Car enrichir de l’uranium restera toujours un droit de l’Iran et une volonté non négociable de la République islamique. « C’est la ligne rouge à ne pas franchir, cela l’a toujours été », explique Thierry Coville. « L’Iran veut que son programme soit reconnu, l’approche de Rohani est juste moins agressive ».

Le cas de la Birmanie

Des solutions sont alors envisageables et des plans d’ores et déjà imaginables pour que cette occasion de renouer avec l’Iran demeure un succès.

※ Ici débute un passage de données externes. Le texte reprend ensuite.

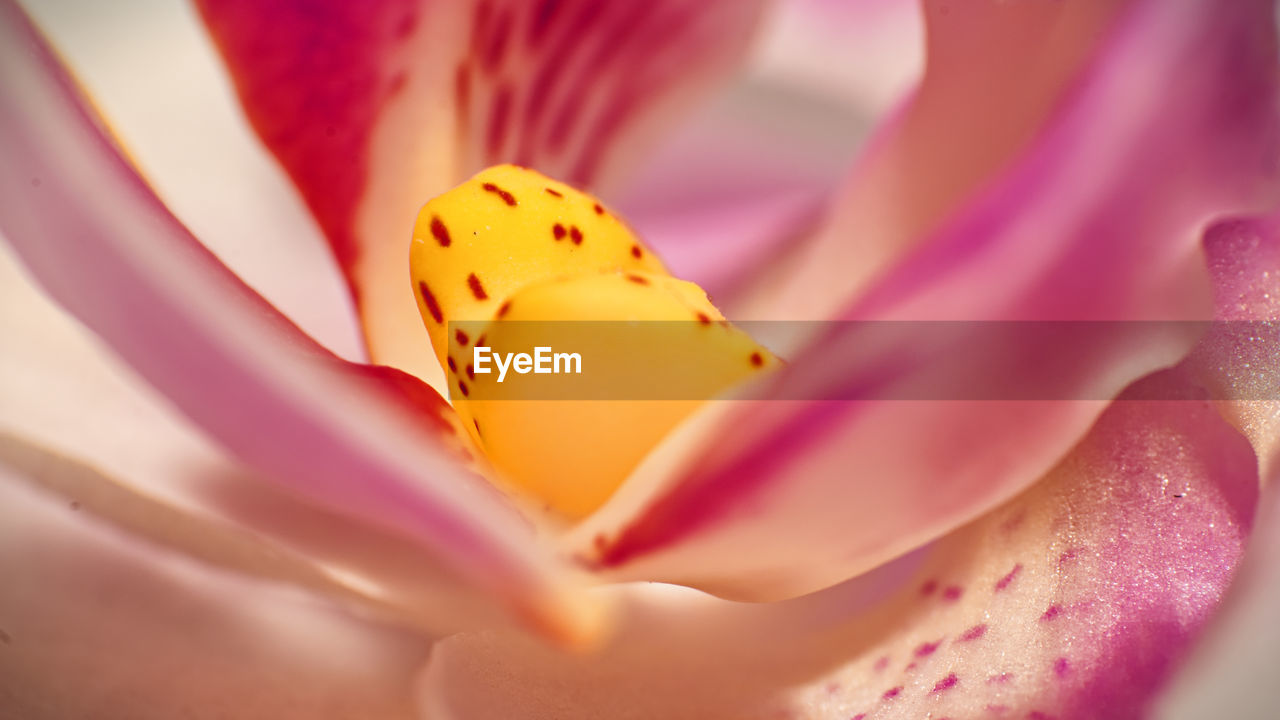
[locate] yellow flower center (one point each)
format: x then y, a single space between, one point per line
502 261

« Il pourrait être mis en place des ‘crans de sureté’, comme un niveau maximum d’enrichissement de l’uranium ou l’acceptation par Téhéran de visites de sites sensibles par l’Agence internationale de l’énergie atomique », explique Thierry Coville pour BFM TV.

Après tant d’années d’une guerre froide entre la République islamique et l’Occident, tous les espoirs sont permis.

« Une feuille de route similaire a déjà été transposée avec succès », rappelle Ardavan Amir-Aslani. « Il s’agit du cas Birman, où un régime honni et banni par la communauté internationale a tronqué son statut d’Etat paria en pays fréquentable en un laps de temps record de dix-huit mois ».

« Ce n’est qu’ainsi, à travers une évolution graduelle, qu’un réel « reset » pourra s’opérer. Le temps des sanctions doit maintenant céder la place à celui du dialogue, les sanctions ayant déjà eu l’effet escompté en amenant l’espoir que l’inauguration de Rohani représente ».